Let us make the following assumptions:
- We are talking about “set and forget”, not ranging and adjusting.
- We assume too much adjustment is a combination of windage and elevation, specifically (following the Pythagorean Theorem):
Total Adjustment = Square root (windage^2 + elevation^2)
- We will say “too much” is some percentage of the total adjustment in either windage or elevation (which are usually the same, or at least close.)

Example: Elevation and windage adjustment range are both 52 MOA. We center the scope and find that to zero requires “12 MOA up and 8 MOA left.” This works out to:
Square root (12^2 + 8^2) = 14.4 MOA
14.4 = 27.7% of 52 (because 14.4 / 52 = 0.277)

So, how much is too much, 25%, 50%, 75% . . . what is your number?

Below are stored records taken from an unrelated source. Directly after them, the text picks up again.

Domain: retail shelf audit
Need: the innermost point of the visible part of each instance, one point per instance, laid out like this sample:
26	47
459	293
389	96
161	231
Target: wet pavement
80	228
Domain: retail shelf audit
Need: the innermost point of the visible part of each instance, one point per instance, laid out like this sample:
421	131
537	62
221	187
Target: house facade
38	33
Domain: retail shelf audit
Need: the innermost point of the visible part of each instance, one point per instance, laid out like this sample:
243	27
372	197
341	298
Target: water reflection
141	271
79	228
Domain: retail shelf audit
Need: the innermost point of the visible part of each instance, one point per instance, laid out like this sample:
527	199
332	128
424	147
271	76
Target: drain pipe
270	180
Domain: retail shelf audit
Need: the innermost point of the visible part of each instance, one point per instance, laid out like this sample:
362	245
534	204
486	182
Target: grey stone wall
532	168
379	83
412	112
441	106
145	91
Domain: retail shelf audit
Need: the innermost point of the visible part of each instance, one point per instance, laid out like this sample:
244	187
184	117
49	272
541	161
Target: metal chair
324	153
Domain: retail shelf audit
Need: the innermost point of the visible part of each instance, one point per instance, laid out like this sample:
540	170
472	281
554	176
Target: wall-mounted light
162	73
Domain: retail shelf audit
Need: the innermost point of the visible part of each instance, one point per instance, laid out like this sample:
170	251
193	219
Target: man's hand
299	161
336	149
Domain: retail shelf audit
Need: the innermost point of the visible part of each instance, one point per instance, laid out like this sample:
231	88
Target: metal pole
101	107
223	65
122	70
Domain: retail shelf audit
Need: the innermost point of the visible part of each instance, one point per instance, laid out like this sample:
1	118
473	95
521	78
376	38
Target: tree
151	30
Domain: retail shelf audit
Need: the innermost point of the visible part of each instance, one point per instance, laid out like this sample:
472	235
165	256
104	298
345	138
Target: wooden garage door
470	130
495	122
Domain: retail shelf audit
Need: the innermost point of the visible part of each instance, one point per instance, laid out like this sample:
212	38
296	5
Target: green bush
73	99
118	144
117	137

Note: Assuming 52 MOA is the total adjustment up/down, right/left, we have only one half that amount from center, or 26 MOA. This means that in our example we have used 55.4% of the available adjustment (14.4 / 26 = 0.554). Either one works all long as everyone understands and agrees what the percentage is based on.

For our discussion, let us use the total adjustment range, i.e. 52 MOA in our example.